“I have had 2 abortions, and would like to share how very different these two abortions were. My first was at age 16. I lost my virginity to this guy when I was 14. We split up and then got back together roughly a year later. We had regular sex and never used contraception. I was stupid and so naive about the consequences. I still remember the evening I took the pregnancy test, we were in his dad’s flat and my friend came into the bathroom with me. I took the test and left it on the side, laughing with my friend thinking it would come back negative. I picked up the test and it was very clearly positive. I was 16 and just found out I was pregnant, I had my whole life ahead of me. I knew then an abortion was something I had to do. At 6 weeks and 3 days I had a medical termination and I don’t remember any pain from this, and to this day I still know I made the right decision then, for my both myself and my unborn child.
My second abortion was at 21. I found out I was pregnant again.

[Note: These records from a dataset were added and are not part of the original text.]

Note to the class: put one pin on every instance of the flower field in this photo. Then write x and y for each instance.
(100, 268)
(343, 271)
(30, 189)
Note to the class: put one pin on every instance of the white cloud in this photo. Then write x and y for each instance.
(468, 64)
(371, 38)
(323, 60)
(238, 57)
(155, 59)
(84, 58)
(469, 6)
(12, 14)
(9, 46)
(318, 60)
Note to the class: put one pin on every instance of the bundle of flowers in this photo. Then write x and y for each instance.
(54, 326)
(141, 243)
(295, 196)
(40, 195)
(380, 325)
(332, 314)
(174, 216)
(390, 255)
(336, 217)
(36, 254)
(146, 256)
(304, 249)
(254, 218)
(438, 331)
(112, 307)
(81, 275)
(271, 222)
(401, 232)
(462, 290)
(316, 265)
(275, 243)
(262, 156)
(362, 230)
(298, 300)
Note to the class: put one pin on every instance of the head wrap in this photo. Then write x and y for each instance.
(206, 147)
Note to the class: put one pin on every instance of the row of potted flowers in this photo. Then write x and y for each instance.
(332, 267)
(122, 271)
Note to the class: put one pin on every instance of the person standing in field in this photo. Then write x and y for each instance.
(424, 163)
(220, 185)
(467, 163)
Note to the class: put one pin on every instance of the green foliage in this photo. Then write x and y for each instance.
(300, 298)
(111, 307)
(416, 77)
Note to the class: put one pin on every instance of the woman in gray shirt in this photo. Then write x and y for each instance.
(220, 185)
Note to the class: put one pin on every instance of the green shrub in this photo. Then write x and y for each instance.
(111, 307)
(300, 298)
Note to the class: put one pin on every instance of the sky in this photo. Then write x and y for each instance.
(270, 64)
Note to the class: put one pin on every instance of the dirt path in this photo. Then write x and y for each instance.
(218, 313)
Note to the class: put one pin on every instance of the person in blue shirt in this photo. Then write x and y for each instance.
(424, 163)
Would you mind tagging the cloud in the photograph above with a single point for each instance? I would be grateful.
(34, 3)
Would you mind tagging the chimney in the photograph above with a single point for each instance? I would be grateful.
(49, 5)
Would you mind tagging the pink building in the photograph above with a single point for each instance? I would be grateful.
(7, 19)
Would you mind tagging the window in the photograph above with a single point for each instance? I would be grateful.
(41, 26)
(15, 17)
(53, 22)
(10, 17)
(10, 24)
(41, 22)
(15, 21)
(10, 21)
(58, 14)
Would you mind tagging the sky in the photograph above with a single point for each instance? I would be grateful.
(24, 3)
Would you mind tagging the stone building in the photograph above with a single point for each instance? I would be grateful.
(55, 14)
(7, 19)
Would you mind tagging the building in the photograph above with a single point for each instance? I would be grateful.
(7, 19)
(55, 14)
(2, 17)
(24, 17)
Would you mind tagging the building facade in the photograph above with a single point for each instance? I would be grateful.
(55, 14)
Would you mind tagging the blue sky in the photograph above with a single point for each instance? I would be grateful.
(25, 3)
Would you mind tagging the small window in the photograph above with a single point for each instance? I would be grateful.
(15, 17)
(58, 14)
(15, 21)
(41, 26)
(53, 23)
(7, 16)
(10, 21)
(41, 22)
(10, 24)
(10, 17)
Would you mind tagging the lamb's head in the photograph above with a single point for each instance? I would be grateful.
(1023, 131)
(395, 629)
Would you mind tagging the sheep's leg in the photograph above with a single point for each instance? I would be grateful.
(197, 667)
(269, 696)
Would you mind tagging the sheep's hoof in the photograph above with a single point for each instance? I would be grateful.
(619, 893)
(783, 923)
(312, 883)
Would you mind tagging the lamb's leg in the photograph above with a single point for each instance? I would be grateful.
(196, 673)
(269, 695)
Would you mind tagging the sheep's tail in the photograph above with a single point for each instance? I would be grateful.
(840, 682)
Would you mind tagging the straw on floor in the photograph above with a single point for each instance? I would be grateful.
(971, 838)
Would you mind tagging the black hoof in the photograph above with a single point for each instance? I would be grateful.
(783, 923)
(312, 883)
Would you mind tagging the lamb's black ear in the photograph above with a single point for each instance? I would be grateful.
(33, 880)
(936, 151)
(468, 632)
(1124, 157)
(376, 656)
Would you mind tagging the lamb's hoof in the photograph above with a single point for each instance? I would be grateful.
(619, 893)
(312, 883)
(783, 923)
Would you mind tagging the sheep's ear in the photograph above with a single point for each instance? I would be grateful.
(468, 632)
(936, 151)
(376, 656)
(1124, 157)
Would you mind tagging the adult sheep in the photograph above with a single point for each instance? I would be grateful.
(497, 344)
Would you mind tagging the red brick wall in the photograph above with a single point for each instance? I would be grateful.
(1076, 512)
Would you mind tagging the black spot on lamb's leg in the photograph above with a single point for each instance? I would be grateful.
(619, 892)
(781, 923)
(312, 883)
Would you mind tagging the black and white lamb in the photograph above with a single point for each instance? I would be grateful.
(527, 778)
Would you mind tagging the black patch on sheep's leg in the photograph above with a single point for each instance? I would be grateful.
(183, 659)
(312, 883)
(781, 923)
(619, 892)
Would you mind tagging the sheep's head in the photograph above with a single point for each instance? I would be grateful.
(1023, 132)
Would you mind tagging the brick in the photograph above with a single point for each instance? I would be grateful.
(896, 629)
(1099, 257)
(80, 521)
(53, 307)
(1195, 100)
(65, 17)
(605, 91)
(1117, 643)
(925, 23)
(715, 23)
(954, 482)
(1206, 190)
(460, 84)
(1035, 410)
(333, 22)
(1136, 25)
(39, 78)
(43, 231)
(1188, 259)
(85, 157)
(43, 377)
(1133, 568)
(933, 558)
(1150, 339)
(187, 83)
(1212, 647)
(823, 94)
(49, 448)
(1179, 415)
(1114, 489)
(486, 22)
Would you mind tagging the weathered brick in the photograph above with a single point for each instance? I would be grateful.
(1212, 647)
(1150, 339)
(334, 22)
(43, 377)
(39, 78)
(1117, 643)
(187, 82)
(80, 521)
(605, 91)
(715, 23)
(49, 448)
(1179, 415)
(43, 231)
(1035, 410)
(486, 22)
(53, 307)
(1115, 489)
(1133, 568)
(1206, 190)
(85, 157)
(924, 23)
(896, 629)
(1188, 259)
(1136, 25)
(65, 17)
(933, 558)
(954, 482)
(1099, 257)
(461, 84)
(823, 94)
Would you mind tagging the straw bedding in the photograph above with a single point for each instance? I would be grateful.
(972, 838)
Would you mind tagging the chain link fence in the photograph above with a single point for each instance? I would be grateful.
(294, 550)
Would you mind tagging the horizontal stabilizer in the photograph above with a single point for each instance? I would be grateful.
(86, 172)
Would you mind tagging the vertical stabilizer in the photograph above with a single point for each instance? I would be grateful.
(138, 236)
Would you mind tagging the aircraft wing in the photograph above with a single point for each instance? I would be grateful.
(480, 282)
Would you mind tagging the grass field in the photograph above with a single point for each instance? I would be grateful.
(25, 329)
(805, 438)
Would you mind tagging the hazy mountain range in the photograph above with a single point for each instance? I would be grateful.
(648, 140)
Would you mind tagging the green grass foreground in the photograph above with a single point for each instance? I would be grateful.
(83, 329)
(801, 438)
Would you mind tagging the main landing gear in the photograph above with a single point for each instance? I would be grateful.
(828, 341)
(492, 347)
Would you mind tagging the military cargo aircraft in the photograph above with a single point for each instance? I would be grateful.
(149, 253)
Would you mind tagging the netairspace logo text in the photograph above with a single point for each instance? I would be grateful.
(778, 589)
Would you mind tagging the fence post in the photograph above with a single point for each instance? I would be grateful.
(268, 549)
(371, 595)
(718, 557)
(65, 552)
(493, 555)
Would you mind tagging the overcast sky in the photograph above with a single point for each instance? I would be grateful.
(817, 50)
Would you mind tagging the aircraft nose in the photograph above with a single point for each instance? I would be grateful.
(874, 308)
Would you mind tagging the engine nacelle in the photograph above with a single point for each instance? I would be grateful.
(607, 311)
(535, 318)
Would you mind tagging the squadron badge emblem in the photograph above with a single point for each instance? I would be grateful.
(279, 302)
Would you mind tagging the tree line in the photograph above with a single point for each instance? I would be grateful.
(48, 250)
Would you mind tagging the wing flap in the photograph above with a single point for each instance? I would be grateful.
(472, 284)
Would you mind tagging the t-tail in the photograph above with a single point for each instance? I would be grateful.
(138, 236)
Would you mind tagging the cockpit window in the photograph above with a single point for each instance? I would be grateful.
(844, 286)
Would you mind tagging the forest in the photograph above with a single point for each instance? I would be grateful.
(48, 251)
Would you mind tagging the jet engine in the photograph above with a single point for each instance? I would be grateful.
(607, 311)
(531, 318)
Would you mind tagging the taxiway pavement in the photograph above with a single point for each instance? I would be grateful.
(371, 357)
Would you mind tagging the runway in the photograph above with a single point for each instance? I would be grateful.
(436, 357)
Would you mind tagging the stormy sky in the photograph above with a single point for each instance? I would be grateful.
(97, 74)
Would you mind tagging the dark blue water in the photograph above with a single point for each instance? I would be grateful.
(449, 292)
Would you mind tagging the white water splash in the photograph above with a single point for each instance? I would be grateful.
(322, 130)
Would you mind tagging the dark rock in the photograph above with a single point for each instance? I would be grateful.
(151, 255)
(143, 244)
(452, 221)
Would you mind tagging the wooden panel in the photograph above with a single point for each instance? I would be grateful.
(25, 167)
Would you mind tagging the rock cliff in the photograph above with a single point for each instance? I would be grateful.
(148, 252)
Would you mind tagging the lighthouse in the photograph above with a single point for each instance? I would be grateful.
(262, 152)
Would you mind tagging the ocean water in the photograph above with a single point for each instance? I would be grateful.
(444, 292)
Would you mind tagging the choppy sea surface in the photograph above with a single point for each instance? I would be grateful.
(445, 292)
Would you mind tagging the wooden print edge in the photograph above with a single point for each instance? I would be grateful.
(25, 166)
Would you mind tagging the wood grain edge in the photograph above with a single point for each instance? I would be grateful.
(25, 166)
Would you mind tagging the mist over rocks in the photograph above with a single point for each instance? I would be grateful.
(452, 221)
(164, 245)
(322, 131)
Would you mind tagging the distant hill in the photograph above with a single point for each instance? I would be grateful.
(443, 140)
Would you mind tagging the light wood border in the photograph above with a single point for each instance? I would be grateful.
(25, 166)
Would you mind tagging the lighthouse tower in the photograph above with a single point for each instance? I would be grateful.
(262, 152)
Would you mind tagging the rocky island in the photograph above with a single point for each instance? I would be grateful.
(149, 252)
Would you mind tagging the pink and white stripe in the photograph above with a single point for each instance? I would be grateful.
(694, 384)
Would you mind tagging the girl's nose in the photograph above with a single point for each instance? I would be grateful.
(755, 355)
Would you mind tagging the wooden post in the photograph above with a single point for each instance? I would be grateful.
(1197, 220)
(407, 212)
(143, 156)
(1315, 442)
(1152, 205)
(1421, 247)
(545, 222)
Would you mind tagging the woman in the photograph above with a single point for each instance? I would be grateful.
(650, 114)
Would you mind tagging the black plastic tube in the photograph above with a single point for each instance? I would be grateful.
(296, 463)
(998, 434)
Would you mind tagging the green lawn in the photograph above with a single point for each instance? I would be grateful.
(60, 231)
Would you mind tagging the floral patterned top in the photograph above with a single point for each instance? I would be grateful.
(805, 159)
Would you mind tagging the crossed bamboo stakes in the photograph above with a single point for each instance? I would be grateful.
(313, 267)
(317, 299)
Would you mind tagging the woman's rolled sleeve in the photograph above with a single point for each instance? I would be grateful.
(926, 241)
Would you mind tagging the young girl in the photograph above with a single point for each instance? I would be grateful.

I had a wave of emotions and this time the decision was not as easy. I’d always wanted a baby and would’ve loved to have been a mum, again I was silly and didn’t use contraception. My mum was so unsupportive and in fact, made my life hell as she thought I’d ruin my life by having this baby. I was so confused and really didn’t know what to do. In the end I decided to have an abortion, and every single day since that day I regret it. I was never 100% sure about the abortion and feel I was influenced into doing it. I had a medical termination and 6 weeks later found out I had retained products of conception and required a surgical procedure. To this day, almost a year later, I still have problems and am still under the care of the OB/GYN. Forever I will regret that abortion, I was 8 weeks and 6 days. Even nearly a year on I think about that baby every day, I wish I would have been stronger and stuck to what I wanted. But all I can do now is move on with my life. I will miss and regret my baby until the day I die.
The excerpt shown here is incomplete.